Pipeline stuck `INITIALIZING` for serverless	Normal — first run takes a few minutes for cold start. Don't kill it.
Materialized View doesn't incrementally refresh	Automatic incremental refresh for aggregations requires serverless + Delta row tracking on the source (`delta.enableRowTracking = true`). Without both, falls back to full recompute. Mention the serverless requirement when the user asks about incremental refresh.
SCD2 query returns nothing / "column not found" on `START_AT`	Lakeflow uses `__START_AT` / `__END_AT` (double underscore). Current rows: `WHERE __END_AT IS NULL`.
`error.exceptions[0].message` missing from your events output	Your `jq` is reading `.message` (which is just "Update X is FAILED"). Read `error.exceptions[0].message` for the real cause — see 2-rapid-iteration-with-cli.md.

Publishing Modes

Pipelines use a default catalog and schema configured in the pipeline settings. All datasets are published there unless overridden.

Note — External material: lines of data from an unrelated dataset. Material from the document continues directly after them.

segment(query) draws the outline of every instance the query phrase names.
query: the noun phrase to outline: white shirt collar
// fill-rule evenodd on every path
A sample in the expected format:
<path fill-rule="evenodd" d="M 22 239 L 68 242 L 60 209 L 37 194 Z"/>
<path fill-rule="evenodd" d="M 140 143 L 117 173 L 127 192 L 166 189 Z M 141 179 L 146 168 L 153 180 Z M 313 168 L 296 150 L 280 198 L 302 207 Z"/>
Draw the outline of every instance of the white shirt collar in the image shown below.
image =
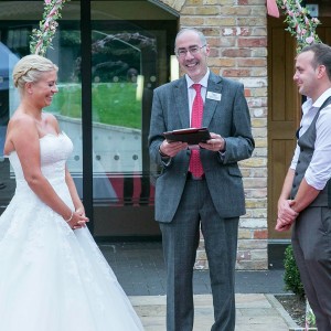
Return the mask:
<path fill-rule="evenodd" d="M 312 107 L 320 108 L 329 96 L 331 96 L 331 88 L 328 88 L 322 95 L 320 95 L 313 103 Z"/>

Fully-qualified names: Use catalog.schema.table in the dataset name to write to a different catalog/schema than the pipeline default. The pipeline creates the dataset there directly — no Sink needed.
USE CATALOG / USE SCHEMA: SQL commands that change the current catalog/schema for all subsequent definitions in the same file.
LIVE prefix: Deprecated. Ignored in the default publishing mode.
When reading or defining datasets within the pipeline, use the dataset name only — do NOT use fully-qualified names unless the pipeline already does so or the user explicitly requests a different target catalog/schema.

API Reference

Before writing pipeline code for any feature, read the linked reference file. Each table below maps the feature to the exact API and to the detail file for that (feature, language).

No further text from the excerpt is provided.